Tuesday, April 27, 2021

Carol’s Humble Art Journaling 101: Putting Soul Down On Paper

 

 


When I was looking back on the MyStory that I started over two years ago, I am really seeing some interesting things about myself.  I will show you MyStory eventually and the kinds of things that I am putting in there, but, for now, just know it is a huge rectangular art book and I am filling with things about me that my kids might like to know I was interested in, did, felt, saw, expressed.  I was stopped in my tracks at this one.  FEAR. `

In one of the groups, I belong to, the theme of FEAR came up.  I spent a week really delving in to times when fear presented itself in its many forms.  I was shocked as I realized what things FEAR were in my everyday present life.  And, I then began to go back in time and look through incidents, experiences and decisions I had made OUT OF FEAR.  It was shocking.

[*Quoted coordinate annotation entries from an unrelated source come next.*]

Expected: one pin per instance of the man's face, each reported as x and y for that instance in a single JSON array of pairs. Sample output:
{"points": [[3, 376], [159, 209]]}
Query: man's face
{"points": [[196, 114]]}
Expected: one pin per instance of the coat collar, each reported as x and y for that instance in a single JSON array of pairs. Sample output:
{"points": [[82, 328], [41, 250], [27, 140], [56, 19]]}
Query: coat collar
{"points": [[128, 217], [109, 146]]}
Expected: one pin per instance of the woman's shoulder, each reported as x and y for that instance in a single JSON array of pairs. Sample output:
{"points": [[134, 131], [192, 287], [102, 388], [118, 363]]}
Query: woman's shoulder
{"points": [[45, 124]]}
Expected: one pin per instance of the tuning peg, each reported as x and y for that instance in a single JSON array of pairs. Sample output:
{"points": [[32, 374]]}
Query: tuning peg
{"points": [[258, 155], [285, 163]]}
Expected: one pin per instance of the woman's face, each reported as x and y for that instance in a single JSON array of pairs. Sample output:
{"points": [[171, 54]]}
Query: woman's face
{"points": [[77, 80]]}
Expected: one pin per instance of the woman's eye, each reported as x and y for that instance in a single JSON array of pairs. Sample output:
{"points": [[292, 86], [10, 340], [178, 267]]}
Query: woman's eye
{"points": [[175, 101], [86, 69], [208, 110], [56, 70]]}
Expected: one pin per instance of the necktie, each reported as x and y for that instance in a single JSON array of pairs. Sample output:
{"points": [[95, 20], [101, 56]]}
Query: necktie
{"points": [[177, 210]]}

When I speak of FEAR, I am not speaking of things one ought to be afraid of, right now at that moment.  I am speaking to things that were my personal, quiet in the dark, kind of fears and things I do out of fear without acknowledging it.  I looked at some oddities in character and actions and reactions and there it was …FEAR.

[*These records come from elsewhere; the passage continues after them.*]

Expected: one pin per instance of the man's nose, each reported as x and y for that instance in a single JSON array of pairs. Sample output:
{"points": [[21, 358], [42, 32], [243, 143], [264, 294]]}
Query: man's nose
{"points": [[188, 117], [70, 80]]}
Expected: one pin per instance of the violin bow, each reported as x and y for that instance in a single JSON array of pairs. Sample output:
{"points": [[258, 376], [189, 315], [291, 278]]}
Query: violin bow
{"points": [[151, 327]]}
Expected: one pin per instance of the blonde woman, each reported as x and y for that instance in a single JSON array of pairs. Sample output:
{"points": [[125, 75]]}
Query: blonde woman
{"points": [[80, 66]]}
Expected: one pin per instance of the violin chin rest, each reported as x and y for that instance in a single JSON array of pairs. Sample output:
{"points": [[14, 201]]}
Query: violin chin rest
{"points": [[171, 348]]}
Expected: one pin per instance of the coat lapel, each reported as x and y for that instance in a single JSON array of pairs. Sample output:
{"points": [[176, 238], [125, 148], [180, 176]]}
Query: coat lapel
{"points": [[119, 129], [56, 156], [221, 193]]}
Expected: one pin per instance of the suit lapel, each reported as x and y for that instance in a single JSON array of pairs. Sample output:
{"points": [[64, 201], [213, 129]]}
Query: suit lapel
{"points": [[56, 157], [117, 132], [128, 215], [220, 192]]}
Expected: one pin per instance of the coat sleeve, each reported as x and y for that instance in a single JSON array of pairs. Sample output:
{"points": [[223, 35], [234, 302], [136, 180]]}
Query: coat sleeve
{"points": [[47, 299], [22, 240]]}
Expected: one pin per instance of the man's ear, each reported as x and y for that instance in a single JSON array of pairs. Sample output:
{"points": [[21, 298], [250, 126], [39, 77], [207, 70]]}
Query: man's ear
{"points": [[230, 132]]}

It was not until 1987, when I graduated from University and at the dance, a friend asked me to dance… it was a waltz.  I knew I could not waltz but I quietly tucked away that fear and went out on to the dance floor with him.  It was horrible.  As  he, who knew me very well over those three years at University, led me off the floor, he drew me over to one of the seats away from others.  “Now, he said, tell me why you are so terrified to waltz with me.”  It was not him, I assured him.  Gosh, we had taken psychology courses, Native Studies classes, art classes, where we had to work through our own stuff in the courses, and I was going to tell him.  “I can not waltz because it involves having a man put my hands up high, in a vulnerable position and it is intimate and it triggers me.”  He smiled and said, “Well, we’ve got to work on that!” and he drug me out on the dance floor for another waltz.  I braved myself up and forced myself to relax, to not be so stiff (lord, I had never been stiff in my life as I am such a gypsy at heart and at ease with so much and especially dancing.)   I have always loved to dance but I did not realize I never waltzed.   It was an epiphany to me then, and now I was having more epiphanies. 

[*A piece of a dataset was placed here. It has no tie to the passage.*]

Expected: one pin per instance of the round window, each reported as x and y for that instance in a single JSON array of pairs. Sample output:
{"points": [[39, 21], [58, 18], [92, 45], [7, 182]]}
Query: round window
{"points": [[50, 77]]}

When I go into a public washroom, I look to make sure no stranger danger kind of things are there.  I, also, to my amazement, check to make sure I can get out fast if I have to.  For crying out loud, I am a 73-year-old woman and still hanging on to being able to escape from a room if I have to.  I realized, that week, that I am afraid to walk down long hallways where I can not see the exit doorway.  I realized that most of choices and decisions were fear-based.  There are names that go with those fears.  But, I thought I had worked on all my down deep and dirty spaces and ferreted out my triggers, acknowledged them, and survived, overcame and thrived.  These were so obvious I had missed them.  And, there were many.

I am rally looking at my fear-base and how it influences my daily choices.  I had no idea I was such a fearful person yet.

Do you have fears you have conquered?  Can you express them in art journaling?